Il s'en veut de ses erreurs, de n'avoir pas su te passionner, te retenir, et vivre avec toi, et maintenant "c'est de ta faute" parce que ça ne serait jamais arrivé s'il avait été avec toi.
Oui, c'est une évidence.
Mais il te révèle ça comme un grand secret.
Forcément ça te perturbe, avec ton histoire personnelle, ta difficulté à être dans des relations impliquées mais pas destructrices, et quoi que tu en penses, un choix rationnel concernant les enfants qui est anti naturel* et qui te demande de maîtriser un instinct qui se fait toujours plus fort tant qu'il peut s'exprimer.
(*biologiquement parlant en terme d'espèce et non socialement. Vous êtes bien libres de faire ce que vous voulez, mais là nature est têtue, cf "le gène égoïste").
Pour avoir été aux premières loges de certaines situations proches si ce n'est sur scène, à mon avis tu dois te détacher de ce type.
Vous avez une relation qui n'a rien de saine, ce n'est pas platonique, vous vous sauteriez dessus si vous ne saviez pas que ça finirait par exploser (là il y a l'éloignement mais c'est pareil). En plus si l'un veut une relation normale, que l'autre continue de lui renouveler ses sentiments c'est juste du travail de sape.
Attendre que l'autre cède.
D'un autre côté, tu dois aussi t'interroger sur ton refus d'enfants. Tu dis avoir fait la paix avec tes parents mais tu dois être sûre de faire la part entre ton envie réelle et ton histoire personnelle. Savoir si ton rationnel à ce sujet n'est pas construit sur des éléments plus subjectifs aussi.
Histoire de ne pas avoir de regrets une fois l'heure passée parce que tu ne pourras rien y changer et ça n'a rien à voir avec ce mec ou tes parents.
Et que ça trouve un écho si fort en toi me fait dire que tu as peut-être "mélangé les choses"; malgré ce que tu crois (après tout comme tu dis tu n'as jamais vu la situation autrement que d'un point de vue interne et c'est très possible que tu aies manqué de considérer certains points).
"Non mais arrête, j'ai pas tort, j'aime la séduction", c'est le "non mais tu peux pas parler parce que tu es un homme" des "artistes de la drague" (qui s'y connaissent autant en art qu'en séduction).

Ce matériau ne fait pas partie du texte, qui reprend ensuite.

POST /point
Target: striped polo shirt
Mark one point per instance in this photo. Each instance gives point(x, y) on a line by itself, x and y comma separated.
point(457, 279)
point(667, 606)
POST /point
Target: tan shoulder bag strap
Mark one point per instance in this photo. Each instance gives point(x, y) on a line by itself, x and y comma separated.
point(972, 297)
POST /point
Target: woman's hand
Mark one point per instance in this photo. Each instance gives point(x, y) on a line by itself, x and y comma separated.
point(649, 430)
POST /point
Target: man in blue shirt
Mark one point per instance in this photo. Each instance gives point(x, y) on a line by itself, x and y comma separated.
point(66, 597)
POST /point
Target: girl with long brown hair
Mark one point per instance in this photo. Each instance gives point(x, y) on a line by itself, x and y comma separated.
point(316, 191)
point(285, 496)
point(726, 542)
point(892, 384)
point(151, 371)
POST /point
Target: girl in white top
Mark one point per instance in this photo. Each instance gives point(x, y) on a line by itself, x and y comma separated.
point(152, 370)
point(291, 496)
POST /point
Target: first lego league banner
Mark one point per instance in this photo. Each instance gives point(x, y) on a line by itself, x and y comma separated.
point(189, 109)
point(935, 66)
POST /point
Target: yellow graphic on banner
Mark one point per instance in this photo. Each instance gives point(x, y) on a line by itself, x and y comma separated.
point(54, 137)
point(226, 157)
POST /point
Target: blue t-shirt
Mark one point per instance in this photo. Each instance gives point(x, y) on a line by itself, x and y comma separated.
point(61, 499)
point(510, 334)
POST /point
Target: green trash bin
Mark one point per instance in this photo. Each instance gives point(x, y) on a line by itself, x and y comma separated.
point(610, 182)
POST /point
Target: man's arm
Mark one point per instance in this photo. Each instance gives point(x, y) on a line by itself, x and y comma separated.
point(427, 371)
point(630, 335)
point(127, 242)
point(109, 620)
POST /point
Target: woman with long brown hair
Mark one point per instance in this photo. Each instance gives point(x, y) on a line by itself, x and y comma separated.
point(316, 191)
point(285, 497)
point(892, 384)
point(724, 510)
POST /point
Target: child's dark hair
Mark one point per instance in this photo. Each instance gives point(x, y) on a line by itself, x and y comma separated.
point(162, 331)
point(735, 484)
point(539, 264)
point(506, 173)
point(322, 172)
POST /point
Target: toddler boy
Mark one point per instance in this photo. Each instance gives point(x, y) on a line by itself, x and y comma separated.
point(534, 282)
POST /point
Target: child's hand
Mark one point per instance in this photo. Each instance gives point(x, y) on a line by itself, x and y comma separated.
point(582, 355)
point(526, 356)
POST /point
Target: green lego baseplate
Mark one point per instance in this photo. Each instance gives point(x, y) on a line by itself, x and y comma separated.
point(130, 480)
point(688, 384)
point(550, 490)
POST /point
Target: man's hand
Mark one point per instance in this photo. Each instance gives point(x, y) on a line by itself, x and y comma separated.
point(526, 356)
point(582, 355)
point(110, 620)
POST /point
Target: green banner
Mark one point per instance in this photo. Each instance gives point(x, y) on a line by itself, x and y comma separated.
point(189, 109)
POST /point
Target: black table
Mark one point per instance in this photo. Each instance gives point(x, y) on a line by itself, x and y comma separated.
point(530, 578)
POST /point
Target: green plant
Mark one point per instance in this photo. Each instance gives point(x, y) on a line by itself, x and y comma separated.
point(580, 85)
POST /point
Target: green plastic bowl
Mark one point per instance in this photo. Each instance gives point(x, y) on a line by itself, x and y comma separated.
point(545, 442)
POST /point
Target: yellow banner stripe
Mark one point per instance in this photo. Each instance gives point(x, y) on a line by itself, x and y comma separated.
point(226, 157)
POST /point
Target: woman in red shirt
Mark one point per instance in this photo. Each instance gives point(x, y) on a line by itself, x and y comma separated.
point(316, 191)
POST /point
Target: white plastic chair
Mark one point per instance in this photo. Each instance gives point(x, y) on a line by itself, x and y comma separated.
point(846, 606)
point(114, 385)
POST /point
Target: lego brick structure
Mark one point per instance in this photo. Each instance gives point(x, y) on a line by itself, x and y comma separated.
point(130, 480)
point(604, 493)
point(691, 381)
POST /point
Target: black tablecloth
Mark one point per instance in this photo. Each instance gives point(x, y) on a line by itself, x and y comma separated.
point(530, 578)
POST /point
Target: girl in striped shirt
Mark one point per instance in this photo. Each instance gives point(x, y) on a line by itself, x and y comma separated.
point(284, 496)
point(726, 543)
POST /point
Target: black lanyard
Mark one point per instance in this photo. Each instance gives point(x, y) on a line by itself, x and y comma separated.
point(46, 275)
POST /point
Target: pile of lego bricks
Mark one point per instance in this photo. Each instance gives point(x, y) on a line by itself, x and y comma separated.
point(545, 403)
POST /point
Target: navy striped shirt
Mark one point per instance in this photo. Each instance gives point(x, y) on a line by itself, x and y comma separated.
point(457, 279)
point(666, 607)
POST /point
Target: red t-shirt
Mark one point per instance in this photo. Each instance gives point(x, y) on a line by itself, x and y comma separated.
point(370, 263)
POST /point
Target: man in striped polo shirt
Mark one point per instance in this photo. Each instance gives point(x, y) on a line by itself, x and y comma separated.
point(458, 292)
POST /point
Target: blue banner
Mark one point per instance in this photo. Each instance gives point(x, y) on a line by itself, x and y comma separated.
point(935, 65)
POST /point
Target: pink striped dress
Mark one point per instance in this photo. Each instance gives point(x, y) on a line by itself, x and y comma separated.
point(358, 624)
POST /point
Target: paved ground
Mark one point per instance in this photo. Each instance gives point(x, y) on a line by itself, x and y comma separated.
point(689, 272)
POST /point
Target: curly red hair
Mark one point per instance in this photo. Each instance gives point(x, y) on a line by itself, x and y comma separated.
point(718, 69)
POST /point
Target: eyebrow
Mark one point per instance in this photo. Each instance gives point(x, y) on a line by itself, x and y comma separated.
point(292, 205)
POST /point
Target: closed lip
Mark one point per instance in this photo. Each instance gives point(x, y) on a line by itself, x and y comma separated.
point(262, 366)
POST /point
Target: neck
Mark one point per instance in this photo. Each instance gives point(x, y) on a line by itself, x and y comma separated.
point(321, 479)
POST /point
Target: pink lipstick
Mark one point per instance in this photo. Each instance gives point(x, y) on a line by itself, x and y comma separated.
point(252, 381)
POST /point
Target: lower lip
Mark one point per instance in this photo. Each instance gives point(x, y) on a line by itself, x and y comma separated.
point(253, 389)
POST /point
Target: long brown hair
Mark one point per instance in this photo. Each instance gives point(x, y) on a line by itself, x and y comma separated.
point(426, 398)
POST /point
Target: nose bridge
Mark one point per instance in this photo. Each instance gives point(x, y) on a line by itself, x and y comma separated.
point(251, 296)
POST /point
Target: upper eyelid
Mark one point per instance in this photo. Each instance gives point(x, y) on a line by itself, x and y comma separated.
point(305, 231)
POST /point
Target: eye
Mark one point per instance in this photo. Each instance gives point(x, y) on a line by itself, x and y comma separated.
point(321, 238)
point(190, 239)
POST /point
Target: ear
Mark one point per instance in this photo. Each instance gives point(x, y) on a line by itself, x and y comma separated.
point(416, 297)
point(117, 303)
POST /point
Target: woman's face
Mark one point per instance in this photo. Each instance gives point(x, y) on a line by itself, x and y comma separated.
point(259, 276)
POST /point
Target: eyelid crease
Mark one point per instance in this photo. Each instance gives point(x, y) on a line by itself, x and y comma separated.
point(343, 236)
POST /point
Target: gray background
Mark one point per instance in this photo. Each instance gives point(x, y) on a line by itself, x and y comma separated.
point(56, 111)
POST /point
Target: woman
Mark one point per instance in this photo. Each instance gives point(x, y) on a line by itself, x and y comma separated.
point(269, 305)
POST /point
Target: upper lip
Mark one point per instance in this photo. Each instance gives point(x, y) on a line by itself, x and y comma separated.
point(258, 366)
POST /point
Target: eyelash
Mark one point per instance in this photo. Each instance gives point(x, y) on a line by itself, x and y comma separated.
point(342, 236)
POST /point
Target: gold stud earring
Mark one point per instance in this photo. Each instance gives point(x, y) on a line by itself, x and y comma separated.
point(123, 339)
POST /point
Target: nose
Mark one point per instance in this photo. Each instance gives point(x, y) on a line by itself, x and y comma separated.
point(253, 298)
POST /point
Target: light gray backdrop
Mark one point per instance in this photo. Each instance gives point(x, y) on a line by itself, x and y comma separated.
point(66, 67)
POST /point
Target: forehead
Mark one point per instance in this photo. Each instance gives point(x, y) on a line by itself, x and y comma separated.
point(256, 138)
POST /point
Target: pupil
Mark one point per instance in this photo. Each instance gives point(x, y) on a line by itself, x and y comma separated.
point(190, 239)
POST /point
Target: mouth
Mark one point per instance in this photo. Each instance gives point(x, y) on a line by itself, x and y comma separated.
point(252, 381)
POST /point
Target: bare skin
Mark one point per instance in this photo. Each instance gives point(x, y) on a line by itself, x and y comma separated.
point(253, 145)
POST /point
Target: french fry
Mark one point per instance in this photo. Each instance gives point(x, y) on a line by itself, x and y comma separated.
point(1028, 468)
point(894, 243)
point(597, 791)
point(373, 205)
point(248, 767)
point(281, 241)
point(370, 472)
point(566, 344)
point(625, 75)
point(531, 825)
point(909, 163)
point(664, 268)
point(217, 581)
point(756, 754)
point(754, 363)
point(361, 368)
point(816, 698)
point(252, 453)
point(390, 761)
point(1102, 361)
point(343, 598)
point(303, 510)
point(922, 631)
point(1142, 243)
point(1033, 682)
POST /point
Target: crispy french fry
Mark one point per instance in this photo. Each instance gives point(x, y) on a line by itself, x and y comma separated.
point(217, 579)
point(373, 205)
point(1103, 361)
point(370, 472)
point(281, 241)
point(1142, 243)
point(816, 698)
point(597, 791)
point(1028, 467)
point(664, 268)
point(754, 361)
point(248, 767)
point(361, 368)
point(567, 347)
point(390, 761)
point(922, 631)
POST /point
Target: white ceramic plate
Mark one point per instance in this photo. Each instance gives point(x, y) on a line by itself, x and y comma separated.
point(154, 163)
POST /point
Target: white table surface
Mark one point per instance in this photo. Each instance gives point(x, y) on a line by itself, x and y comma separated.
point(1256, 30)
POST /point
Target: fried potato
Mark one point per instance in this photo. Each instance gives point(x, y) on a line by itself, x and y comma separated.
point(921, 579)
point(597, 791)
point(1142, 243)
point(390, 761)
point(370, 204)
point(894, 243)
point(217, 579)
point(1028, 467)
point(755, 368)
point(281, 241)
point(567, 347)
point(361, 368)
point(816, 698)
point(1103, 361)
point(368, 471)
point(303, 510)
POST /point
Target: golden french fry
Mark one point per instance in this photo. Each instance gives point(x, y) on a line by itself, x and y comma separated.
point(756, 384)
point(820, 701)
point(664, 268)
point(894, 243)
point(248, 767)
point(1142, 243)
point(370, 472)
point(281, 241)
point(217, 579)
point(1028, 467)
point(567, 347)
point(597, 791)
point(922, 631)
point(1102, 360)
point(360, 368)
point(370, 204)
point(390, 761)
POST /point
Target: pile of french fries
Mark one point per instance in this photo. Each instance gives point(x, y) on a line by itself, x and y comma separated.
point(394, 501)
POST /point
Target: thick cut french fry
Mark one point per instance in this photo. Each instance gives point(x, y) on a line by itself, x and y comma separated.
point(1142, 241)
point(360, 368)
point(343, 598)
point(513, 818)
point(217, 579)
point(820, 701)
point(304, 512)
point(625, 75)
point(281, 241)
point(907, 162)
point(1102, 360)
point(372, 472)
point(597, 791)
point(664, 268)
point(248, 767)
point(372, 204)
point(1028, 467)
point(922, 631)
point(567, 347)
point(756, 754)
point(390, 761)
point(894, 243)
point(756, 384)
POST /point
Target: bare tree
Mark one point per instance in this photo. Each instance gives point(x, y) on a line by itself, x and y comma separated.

Tout dépend de ce qu'il compte faire. A t-il l'intention de s'occuper de son enfant ? De retourner vivre à l'étranger, auprès ou avec la maman ? Veut-il s'investir ou pas en tant que père ?

Peut-etre qu'il n'a pas encore pris de décision car il attend de voir comment tu te positionnes vis-à-vis de ça et que sa décision dépendra de ta réaction.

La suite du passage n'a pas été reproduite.